Ensamblaje

Al unir los “vinos claros” provenientes de crus, cepas y años con calidades aromáticas y organolépticas diferentes, el arte del ensamblaje consiste en crear un vino que supere la suma de los vinos de base. El viticultor o jefe de bodega que realiza el ensamblaje tiene por objetivo concebir un Champagne único que refleja su visión, su estilo propio, buscando cada año perpetuar las características del anterior.

Se pueden ensamblar varias decenas de crus y las combinaciones con los años y las cepas son múltiples, siendo necesaria una larga experiencia de los terruños, de la degustación pero también una creatividad y una memoria sensorial certera, capaz de concebir la evolución futura del vino.
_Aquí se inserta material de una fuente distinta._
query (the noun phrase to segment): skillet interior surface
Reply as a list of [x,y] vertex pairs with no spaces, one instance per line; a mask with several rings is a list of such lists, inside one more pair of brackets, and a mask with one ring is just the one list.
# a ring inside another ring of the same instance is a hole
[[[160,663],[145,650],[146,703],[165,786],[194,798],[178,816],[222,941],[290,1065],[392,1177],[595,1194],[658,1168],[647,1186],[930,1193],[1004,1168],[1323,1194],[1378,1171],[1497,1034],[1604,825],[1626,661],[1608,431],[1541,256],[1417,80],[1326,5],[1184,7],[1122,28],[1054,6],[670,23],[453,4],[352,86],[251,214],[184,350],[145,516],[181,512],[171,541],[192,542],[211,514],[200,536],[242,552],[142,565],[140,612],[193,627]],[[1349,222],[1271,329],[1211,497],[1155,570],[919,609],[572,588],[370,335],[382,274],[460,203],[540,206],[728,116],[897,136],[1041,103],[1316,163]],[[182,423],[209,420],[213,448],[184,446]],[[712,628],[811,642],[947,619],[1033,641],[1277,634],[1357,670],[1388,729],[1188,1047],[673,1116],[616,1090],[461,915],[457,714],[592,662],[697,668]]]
La toma de espuma y la maduración que seguirán al ensamblaje van a modificar profundamente las características del vino en el transcurso del tiempo.

El elaborador elige, en este momento si va a elaborar un vino “non millésimé” (utilizando vinos de reserva), un “milésime” (para conservar la expresión única de una año extraordinario), un rosado de ensamblaje (con una proporción de vino tinto de Champagne), un “blanc de blancs” (solo con uvas blancas), un “blanc de noirs” (sólo de uvas negras) un “monocru” (de un único pueblo de origen).

A fin de asegurar la estabilidad del vino, particularmente importante en el caso de un vino espumoso, el vino proveniente del ensamblaje, se somete antes del embotellado, a una estabilización por el frio, larga (- 4ºC durante una semana), corta (con la utilización de cristales de tátrico y agitación) o en continua. Una nueva clarificación perfecciona su transparencia. Esta estabilización permite evitar los cristales de la sales de ácido tártrico que podrían formarse posteriormente en botella.